Sculptors and sculptures appear to have been strangely neglected by writers, unless you look at the works of Rodin or Giacometti these appears to be a remarkable exception. These articles cover the masterpieces of splendid European sculptors from Greek sculpture to contemporary sculpture.
“As one attacks, to carve a woman, the hard stone of the Alps from which one draws a living figure which grows as much as the stone decreases…” Michelangelo.

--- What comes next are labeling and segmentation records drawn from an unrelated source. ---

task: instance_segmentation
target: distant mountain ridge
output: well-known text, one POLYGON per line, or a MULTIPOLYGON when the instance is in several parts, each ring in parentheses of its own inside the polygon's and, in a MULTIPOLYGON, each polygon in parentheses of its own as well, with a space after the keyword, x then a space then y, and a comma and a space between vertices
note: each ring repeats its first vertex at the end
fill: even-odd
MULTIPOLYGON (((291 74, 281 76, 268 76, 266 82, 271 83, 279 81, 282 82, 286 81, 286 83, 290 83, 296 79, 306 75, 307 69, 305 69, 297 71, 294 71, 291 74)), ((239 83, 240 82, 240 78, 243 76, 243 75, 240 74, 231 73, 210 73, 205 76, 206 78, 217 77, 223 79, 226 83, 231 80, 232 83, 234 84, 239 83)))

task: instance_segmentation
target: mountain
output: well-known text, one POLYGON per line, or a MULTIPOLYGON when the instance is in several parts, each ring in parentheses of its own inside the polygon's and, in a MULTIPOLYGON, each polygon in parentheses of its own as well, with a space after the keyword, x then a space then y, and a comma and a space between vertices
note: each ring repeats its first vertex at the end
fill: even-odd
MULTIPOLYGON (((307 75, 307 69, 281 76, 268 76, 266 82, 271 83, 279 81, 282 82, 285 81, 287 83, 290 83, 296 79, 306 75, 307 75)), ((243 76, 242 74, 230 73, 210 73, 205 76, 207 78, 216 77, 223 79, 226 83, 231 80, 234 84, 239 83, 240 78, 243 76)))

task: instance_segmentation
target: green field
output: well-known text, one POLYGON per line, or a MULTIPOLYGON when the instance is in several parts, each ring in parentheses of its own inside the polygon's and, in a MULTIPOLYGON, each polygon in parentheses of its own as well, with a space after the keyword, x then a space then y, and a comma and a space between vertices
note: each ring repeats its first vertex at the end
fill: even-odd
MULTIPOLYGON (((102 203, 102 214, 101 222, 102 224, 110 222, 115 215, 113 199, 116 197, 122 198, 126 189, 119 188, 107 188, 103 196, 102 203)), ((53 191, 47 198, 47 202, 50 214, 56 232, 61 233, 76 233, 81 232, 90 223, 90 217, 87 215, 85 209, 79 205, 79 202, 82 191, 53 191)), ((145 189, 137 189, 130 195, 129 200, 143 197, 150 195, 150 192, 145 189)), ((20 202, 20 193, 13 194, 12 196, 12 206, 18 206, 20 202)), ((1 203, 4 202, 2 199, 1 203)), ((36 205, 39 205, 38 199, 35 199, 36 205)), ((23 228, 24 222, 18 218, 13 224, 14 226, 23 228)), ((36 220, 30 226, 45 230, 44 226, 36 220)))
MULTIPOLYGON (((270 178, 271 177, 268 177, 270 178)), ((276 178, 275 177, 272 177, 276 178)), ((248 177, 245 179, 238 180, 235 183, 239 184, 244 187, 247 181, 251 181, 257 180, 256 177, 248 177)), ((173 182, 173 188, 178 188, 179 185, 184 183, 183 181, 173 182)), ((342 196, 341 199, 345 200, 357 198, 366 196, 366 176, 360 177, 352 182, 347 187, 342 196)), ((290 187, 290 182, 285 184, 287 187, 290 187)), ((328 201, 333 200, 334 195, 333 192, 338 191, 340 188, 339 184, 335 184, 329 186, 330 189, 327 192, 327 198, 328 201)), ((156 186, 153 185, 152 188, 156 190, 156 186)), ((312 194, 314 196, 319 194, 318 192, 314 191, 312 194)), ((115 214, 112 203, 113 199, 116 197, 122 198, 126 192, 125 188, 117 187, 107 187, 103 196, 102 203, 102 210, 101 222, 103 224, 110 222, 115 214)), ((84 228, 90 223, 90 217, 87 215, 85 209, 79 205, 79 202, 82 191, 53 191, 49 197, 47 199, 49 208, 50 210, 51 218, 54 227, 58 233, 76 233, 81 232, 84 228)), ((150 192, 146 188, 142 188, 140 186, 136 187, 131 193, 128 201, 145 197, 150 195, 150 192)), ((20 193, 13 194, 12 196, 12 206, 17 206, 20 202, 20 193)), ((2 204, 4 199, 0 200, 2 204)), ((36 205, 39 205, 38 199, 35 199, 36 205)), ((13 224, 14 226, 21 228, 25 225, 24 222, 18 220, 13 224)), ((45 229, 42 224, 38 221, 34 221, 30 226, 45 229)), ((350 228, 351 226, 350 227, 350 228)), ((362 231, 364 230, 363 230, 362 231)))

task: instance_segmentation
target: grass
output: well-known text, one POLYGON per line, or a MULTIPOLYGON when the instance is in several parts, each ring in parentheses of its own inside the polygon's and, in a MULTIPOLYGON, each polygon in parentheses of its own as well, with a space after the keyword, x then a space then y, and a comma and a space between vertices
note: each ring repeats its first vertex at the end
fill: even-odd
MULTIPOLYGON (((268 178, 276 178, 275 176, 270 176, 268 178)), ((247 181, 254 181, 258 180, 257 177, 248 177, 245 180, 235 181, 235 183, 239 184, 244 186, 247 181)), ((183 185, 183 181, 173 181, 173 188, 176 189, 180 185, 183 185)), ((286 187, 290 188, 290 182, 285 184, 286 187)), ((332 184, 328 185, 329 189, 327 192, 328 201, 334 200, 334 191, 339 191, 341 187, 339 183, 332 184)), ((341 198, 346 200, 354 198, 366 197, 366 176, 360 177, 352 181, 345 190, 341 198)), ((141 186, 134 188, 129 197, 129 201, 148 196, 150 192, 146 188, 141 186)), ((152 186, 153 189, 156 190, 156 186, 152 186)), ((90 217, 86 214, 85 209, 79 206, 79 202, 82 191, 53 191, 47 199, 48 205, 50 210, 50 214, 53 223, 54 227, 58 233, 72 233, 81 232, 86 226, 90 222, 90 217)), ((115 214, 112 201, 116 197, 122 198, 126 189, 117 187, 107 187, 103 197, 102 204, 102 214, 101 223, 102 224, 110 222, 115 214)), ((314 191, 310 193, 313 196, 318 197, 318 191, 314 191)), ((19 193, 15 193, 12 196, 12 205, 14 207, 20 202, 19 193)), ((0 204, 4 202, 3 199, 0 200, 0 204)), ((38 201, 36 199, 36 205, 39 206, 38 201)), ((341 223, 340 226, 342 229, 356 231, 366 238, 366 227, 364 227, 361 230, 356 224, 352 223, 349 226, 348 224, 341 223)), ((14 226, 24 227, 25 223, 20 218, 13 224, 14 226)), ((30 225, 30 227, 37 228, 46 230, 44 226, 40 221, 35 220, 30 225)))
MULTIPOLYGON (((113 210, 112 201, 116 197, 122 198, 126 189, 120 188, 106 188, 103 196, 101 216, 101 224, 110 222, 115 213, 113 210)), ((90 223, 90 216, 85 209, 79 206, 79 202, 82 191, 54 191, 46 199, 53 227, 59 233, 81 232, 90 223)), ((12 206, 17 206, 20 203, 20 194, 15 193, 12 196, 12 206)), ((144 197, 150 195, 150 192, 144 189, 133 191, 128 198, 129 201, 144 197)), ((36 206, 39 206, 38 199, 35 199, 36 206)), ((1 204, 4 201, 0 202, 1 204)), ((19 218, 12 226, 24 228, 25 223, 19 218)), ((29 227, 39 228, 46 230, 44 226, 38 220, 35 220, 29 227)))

After visiting Yorkshire Sculpture Park, I was lost for words. I was just in awe of the beauty that my access to speech was limited and critical silence followed. Materiality and the escape to the temporal order of discourse seem to first repel the written word.
Very often, professional critics, artists or writers temporalize the sculpture, deploy it by the description or narration, declining its aspects or telling the fable of which it freezes a moment: alive and moving, the sculpture dances, springs, turns under the hammer. Yet sometimes, the eye clashes with its hardness, clashing and tearing, fascinated or horrified: its resistance then embodies a radical strangeness, disturbing revelation of another.
The sculpture, is so tangible, and seems to always produce a displacement of the verb, becoming an invisible object, whose name even ends up escaping. Visit a stately home such as Brodsworth Hall or Chatsworth with magnificent sculptures in bronzes, marbles, gypsum that you can touch and enjoy is as awe inspiring as seeing the works of Henry Moore, Antony Gormley, Ai Wei-wei with sculptures made for the landscape not just for indoor pleasure. Looking and feeling sculptures of Roman Campania alongside a sculpture by Moore, the clash is fantastic.
Writing about sculptures are so much of a challenge than writing about a painted canvas because of its complexity and multi-dimensional and faceted aspect, it has to be felt and absorbed as a whole with its surroundings not just displayed making it appear archaic and monochord.